Services

MSAs

An MSA (Master Services Agreement, or Framework Agreement) is a contractual framework for the supply of products and/or services which sets out the terms and conditions which will apply to each order or SOW placed by the customer.  Normally an MSA does not by itself create any obligations to supply any goods and/or services, although it is usual for the initial order to be negotiated and agreed in parallel with the MSA.

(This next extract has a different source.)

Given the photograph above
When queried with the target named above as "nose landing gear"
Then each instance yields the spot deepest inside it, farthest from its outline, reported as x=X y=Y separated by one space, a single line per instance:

Issues to consider include:

  • Does the MSA require the supplier to accept orders placed by the customer, or is each order subject to negotiation of order-specific commercial terms (eg price and delivery times)?
  • If the MSA includes pricing, can the supplier increase the prices at any time during the term of the MSA?  Are prices inflation-indexed?  Who carries the risk of exchange rate movements?
  • Are there penalties for late delivery?  Instead of – or as well as – claiming penalties, can the customer cancel the order, or even terminate the MSA?
  • Is there a process for acceptance of the products or services by the customer? What happens if the deliverables fail acceptance testing?  Does the supplier have the right to make changes to the products or services?
  • What happens if the customer fails to pay the supplier’s invoice?  As well as suing for non-payment, can the supplier require goods to be returned, or suspend the services, or even terminate the MSA?
  • If the supplier is providing support, does the MSA include service levels?  Are service credits payable if service levels are not met?  Is the supplier excused from paying service credits where the failure is outside their control?  How poor does the support need to be in order for the customer to be entitled to terminate?
  • When does title to any products pass to the customer?  What happens if the customer fails to pay for the products?  Or goes bust?
  • Is the supplier’s liability capped in case of breach?  Are any limitations or exclusions of liability legally compliant, ie enforceable?
  • Is the supplier restricted from supplying the customer’s competitors?  Are the restrictions lawful/enforceable?